I've seen teams spend months wrestling with exactly-once semantics, only to feed a dashboard a single vice president looks at once a week. The ROI on that engineering effort is deeply negative.
The One Question That Matters
To cut through the hype, I anchor the conversation in business reality with a single question:
"What specific business decision will be made differently with data that is five seconds old versus five hours old?"
This forces stakeholders to move from a vague desire for "freshness" to a concrete articulation of value. The answers are illuminating.
- Executive Sales Dashboard: A CEO sees quarterly revenue. Will they change corporate strategy at 2:15 PM because of a sale at 2:14 PM? No. The decision cadence is daily or weekly. Verdict: Batch is perfect.
- E-commerce Inventory: Three items are left. A sale occurs. Do we update the website immediately to prevent overselling? Yes. The decision has direct revenue impact. Verdict: A clear case for real-time.
- Marketing Campaign Pacing: An ad manager monitors spend.

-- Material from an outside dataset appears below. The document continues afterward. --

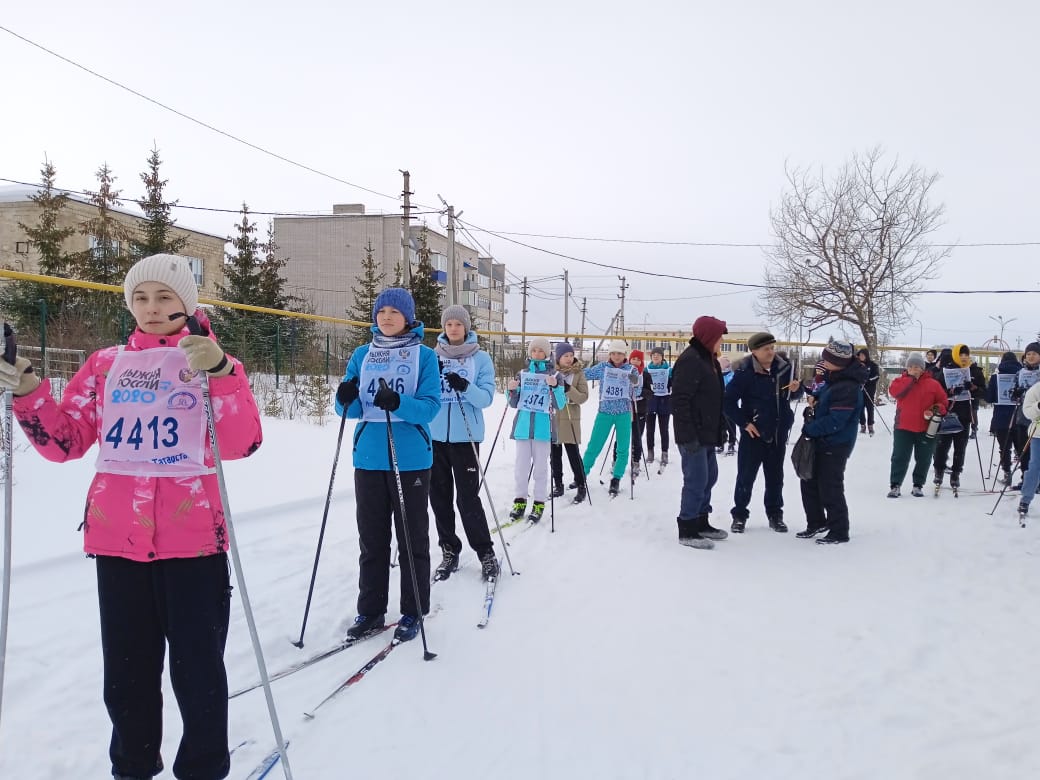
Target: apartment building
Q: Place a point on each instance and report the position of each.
(205, 251)
(325, 254)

Waiting 24 hours to spot overspending is costly, but sub-second data isn't needed. Verdict: A good fit for mini-batch, not full streaming.
This question transforms the debate from a technical one about tooling to a business one about value. It provides the leverage to propose a solution proportionate to the actual need.
Pragmatic Architecture: Start Simple
My philosophy is to earn your way into complexity. For the vast majority of data systems I've built or reviewed, the right approach is to build the simplest, most robust thing first. That means starting with a daily or hourly batch process. This architecture is resilient, cost-effective, and well-understood. It is the bedrock of durable platforms.
Now, the strong counterargument is that modern tools like Flink SQL or Materialize have significantly lowered the bar for streaming. It's true that writing the logic has become easier. But the operational reality of managing an always-on, distributed stateful system remains fundamentally more complex than managing a discrete, scheduled job. The failure modes are more subtle, and the cognitive load on the team is higher.
If the "decision latency" question reveals a genuine need for faster data, you evolve. You can introduce a parallel, faster path for a critical slice of data—a pattern first articulated by Nathan Marz as the Lambda Architecture. But you do this as a deliberate extension, not as your starting point for everything.
Key Takeaways
- Default to Batch: Treat nightly or hourly batch processing as the standard. It is robust, cheap, and sufficient for most business needs.
- Ask the "Decision Latency" Question: Relentlessly ask what decision changes with fresher data. If the answer is not concrete and value-driven, real-time is a want, not a need.
- Model the Total Cost: The cost of real-time is not just the cloud bill. It's the architectural complexity, operational burden, and cognitive load on your team.
- Earn Your Complexity: Start with the simplest architecture that works. Evolve toward lower latency only when a clear business case justifies the added cost and fragility.